Yonathan es la versión argentina (y con mucho carisma) de Jonathan, un nombre que suena a amistad leal y a buena onda desde el primer momento. Viene del hebreo Yehonatan, que significa “regalo de Yahvé”, así que en el fondo, quien lleva este nombre ya llega con el paquete completo: personalidad, historia y un toque de mística antigua. No es un nombre de los que se olvidan, sino de los que te quedan grabado en la memoria como esa canción que no te sale de la cabeza.

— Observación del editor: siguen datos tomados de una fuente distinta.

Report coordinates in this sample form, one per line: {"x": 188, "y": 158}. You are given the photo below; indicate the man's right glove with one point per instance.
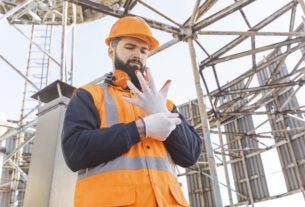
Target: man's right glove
{"x": 158, "y": 126}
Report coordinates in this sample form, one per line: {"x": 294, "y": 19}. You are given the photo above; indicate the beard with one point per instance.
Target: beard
{"x": 130, "y": 69}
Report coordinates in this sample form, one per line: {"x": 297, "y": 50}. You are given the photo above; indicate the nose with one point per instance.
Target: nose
{"x": 138, "y": 54}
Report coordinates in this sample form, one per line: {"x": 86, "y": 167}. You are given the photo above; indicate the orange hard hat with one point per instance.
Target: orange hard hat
{"x": 130, "y": 26}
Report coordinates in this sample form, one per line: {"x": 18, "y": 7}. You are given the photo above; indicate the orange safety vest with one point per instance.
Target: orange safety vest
{"x": 144, "y": 176}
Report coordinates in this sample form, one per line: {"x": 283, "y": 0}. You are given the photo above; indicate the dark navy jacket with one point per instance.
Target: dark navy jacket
{"x": 85, "y": 144}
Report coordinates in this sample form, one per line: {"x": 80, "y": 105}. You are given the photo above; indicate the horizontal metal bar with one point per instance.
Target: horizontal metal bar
{"x": 117, "y": 13}
{"x": 252, "y": 33}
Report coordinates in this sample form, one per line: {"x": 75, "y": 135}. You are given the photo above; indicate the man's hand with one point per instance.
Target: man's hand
{"x": 159, "y": 126}
{"x": 150, "y": 100}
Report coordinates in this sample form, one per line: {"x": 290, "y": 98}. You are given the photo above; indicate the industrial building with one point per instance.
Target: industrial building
{"x": 242, "y": 115}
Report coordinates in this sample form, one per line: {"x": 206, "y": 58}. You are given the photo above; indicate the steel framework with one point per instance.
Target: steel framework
{"x": 231, "y": 108}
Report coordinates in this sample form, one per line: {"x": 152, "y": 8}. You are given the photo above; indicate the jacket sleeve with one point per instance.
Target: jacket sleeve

Imaginá a Yonathan como ese amigo que siempre tiene la mejor anécdota lista para contar, pero con la elegancia de quien sabe elegir las palabras justas. Es probable que tenga esa mezcla rara de ser súper analítico con los detalles, pero capaz de reírse de cualquier tontera en el medio de una reunión seria. Tiene un magnetismo natural que no necesita gritar para ser notado, más bien susurra con confianza y deja a todos encantados.
Retrato lúdico, para tomar con una sonrisa.
En el amor, Yonathan no juega a los juegos raros; prefiere la conexión directa y sincera, aunque eso no le impida tener un lado romántico que te deja sin palabras. Busca una pareja que sea su cómplice de aventuras y de silencios cómodos, porque para él, la complicidad lo es todo. Una vez que se engancha, es de los que se queda, cuida y construye, con esa devoción tranquila pero firme que hace temblar a los más escépticos.